Our family has been on quite a journey the past three years. We have moved five times, bouncing from three cities spanning across a six-state area in the eastern United States. During that period, I also often found myself living away from home four to five days per week.
Besides getting new licenses, reregistering cars, filing multiple tax returns, tracking down missing mail, and countless other little associated tasks, being unsettled became the new norm. This is not all bad as it really brings home how great it is to simply be home!

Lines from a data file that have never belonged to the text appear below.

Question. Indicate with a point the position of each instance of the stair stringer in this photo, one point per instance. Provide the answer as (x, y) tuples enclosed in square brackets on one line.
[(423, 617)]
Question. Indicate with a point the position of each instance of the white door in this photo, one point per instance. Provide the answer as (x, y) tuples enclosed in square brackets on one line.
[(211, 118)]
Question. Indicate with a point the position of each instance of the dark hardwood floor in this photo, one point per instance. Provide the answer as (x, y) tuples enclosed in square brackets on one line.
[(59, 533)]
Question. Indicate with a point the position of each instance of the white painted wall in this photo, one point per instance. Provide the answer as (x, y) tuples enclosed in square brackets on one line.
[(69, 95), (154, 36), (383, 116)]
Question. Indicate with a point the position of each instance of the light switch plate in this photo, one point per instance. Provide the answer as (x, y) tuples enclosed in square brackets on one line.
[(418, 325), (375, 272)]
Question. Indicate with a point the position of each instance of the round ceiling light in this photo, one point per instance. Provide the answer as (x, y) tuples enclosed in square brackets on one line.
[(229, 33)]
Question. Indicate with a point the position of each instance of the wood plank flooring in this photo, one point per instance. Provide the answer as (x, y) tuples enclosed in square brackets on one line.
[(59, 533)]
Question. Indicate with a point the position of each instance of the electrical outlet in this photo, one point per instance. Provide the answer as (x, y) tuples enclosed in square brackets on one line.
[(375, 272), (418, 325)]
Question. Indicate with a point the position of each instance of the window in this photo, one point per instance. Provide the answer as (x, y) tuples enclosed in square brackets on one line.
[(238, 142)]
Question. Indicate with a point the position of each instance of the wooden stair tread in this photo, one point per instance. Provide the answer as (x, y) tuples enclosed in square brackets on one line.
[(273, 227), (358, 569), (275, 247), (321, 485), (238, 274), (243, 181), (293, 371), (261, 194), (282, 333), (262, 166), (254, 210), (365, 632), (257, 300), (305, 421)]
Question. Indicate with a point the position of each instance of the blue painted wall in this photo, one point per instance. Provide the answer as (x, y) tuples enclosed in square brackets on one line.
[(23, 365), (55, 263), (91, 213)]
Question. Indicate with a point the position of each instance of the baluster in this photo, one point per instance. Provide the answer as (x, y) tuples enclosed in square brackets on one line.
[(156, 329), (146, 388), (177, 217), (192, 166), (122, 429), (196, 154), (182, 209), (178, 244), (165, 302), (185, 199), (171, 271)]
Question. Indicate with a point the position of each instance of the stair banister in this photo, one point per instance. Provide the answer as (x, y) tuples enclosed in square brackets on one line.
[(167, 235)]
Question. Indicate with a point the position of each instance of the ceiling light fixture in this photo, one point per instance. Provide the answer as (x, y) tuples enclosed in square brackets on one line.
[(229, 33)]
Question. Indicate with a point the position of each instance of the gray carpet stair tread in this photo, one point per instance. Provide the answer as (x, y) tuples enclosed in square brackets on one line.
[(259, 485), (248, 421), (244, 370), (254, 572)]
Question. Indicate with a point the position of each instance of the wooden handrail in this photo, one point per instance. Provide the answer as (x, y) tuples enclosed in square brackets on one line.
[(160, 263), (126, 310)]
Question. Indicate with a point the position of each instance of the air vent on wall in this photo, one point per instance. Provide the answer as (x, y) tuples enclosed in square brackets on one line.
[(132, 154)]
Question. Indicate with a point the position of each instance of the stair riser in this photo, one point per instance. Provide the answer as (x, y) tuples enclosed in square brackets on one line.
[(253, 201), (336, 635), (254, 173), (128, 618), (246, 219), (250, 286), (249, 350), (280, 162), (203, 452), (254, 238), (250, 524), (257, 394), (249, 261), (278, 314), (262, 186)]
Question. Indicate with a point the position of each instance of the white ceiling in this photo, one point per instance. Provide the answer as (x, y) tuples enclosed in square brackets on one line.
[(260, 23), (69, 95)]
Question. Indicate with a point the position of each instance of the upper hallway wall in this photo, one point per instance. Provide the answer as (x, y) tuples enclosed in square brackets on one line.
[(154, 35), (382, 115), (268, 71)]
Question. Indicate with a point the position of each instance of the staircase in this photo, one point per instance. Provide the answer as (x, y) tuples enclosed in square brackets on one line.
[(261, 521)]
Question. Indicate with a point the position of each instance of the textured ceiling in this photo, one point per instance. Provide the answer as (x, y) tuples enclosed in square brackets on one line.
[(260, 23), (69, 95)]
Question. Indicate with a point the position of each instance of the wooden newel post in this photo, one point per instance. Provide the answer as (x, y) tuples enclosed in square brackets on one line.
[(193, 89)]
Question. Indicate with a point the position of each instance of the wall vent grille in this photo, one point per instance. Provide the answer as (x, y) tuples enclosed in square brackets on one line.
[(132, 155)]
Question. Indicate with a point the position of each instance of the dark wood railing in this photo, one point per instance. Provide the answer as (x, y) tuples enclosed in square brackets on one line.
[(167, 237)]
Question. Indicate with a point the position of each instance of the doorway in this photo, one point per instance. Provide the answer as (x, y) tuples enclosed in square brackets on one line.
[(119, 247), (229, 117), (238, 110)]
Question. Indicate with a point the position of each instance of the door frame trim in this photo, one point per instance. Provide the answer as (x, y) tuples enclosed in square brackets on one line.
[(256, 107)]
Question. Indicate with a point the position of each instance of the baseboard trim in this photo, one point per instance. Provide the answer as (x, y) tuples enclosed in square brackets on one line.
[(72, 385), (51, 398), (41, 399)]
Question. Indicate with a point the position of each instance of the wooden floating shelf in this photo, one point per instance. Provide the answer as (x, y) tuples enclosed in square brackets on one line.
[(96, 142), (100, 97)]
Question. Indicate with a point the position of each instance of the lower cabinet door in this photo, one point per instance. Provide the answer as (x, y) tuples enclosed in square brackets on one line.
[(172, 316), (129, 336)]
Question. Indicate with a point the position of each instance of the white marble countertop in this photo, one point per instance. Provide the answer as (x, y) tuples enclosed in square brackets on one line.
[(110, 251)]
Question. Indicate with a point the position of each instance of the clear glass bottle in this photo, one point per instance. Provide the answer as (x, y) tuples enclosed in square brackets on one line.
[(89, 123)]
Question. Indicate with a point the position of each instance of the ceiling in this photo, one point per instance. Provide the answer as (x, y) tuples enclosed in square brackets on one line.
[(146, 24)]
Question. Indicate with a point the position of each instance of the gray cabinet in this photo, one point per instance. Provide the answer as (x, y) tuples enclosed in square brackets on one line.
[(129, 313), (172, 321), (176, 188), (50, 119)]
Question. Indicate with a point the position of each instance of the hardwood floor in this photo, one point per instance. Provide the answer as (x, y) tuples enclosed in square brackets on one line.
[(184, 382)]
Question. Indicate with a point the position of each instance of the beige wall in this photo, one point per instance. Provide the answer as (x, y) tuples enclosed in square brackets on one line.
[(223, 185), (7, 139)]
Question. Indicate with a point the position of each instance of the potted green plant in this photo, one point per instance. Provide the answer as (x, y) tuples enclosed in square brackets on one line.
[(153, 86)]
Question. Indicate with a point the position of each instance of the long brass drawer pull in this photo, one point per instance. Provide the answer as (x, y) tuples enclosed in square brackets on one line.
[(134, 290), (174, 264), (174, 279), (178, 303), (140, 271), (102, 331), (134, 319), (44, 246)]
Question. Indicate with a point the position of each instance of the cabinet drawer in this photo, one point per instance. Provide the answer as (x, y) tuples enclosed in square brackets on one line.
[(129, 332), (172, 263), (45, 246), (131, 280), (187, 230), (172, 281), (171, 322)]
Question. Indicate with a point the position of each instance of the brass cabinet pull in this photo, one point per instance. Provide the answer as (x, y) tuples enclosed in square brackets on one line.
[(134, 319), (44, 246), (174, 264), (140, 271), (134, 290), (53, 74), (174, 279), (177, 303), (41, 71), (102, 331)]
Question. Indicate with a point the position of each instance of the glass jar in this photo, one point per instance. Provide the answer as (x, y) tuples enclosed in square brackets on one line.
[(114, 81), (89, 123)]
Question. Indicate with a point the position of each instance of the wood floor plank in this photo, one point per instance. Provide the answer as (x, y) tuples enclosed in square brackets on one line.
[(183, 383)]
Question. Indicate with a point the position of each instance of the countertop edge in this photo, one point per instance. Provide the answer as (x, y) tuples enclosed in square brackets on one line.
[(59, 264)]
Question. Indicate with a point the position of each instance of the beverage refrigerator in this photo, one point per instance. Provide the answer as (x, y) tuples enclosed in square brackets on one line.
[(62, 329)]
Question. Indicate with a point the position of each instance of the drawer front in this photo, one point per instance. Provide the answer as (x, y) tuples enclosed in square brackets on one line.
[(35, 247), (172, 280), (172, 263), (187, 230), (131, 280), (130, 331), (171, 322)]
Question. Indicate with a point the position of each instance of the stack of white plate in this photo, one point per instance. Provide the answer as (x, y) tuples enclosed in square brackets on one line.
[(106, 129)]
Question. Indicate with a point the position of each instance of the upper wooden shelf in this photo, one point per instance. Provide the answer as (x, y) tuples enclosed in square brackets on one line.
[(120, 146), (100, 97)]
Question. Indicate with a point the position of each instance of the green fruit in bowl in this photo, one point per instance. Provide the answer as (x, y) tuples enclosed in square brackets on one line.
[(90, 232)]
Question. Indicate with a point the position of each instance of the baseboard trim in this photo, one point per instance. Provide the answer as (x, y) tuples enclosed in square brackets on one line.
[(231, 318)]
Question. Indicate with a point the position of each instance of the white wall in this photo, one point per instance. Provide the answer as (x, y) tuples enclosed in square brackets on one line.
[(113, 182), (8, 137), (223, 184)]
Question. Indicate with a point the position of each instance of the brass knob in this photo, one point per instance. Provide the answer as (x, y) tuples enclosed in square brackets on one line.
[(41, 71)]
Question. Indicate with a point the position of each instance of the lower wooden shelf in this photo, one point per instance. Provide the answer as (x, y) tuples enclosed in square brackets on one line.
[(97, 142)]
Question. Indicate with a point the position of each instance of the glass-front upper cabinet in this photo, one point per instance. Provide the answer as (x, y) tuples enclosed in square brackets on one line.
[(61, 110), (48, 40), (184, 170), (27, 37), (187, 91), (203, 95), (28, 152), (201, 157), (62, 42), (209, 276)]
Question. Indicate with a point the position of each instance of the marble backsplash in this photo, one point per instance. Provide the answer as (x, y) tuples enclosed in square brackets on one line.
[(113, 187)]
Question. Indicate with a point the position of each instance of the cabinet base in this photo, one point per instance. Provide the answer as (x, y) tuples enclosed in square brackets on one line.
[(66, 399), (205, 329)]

Sometimes, until you are without something or living on the other side of the fence, you do not really appreciate simple blessings in life. This is not to say that a traveling salesperson or professional athlete cannot find happiness while spending a great deal of time on the road, but I am guessing that, like me, they truly better appreciate the comforts of home.
For the first seven months of this journey, I lived out of a suitcase—albeit a very large one. Each week, I would pack up with the precision of a Navy Seal, fly off to Buffalo, and return home five days later. This provided a brief window to launder clothes and repeat the cycle once again.

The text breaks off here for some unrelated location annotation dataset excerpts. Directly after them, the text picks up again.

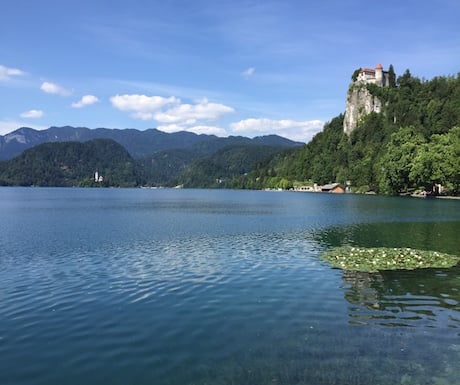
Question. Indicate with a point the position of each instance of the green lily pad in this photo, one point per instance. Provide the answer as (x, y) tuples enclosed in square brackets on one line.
[(383, 258)]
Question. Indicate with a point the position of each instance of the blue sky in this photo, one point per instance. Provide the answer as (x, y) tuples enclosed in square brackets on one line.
[(209, 66)]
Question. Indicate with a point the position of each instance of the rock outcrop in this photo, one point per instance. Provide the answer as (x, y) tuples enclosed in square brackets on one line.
[(360, 102)]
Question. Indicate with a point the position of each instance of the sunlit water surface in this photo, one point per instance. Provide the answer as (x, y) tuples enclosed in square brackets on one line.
[(137, 286)]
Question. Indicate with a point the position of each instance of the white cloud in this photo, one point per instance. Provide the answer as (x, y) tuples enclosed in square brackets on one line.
[(170, 112), (191, 113), (52, 88), (142, 107), (7, 126), (32, 114), (248, 72), (86, 100), (301, 131), (208, 130), (6, 73)]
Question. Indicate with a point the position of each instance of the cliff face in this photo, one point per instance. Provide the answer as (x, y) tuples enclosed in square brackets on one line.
[(360, 102)]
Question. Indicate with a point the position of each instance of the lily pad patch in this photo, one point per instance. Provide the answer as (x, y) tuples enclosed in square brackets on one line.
[(383, 258)]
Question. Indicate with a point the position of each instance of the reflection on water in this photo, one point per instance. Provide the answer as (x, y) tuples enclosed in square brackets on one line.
[(436, 236), (404, 298), (172, 287)]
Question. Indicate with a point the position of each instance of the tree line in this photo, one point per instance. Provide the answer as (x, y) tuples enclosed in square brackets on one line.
[(412, 145)]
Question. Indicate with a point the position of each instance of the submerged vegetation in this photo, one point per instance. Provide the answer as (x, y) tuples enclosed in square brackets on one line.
[(385, 258)]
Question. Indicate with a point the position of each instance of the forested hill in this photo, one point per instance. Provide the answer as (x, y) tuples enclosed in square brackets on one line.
[(413, 144), (72, 164), (138, 143)]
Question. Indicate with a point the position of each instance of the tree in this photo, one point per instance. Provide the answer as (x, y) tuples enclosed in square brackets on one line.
[(396, 164), (438, 162)]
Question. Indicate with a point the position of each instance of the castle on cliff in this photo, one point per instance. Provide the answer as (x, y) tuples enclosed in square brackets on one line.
[(360, 101), (373, 76)]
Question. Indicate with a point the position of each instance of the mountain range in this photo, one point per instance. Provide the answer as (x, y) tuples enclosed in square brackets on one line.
[(69, 156), (138, 143)]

I can distinctly recall the feeling of anticipation that would envelop me as I awaited the return flight and then the excitement that would rise within me as I drove home from the airport. I was usually dead tired after a trying week, but the adrenaline pumped me up and put a bounce in my step.
It was “déjà vu all over again” when I recently performed a similar dance to another city for eight months. Although this time it was close enough to avoid air travel and a heavy parka, I would feel that same unmistakable feeling of excitement build as my car got closer to home on the three-hour drive.
Arriving home was always extra special when I was greeted at the door knowing that “absence makes the heart grow fonder” on both sides. Of course, it was better for me as I was regaining the comforts of being surrounded by our own stuff and sleeping in my own bed.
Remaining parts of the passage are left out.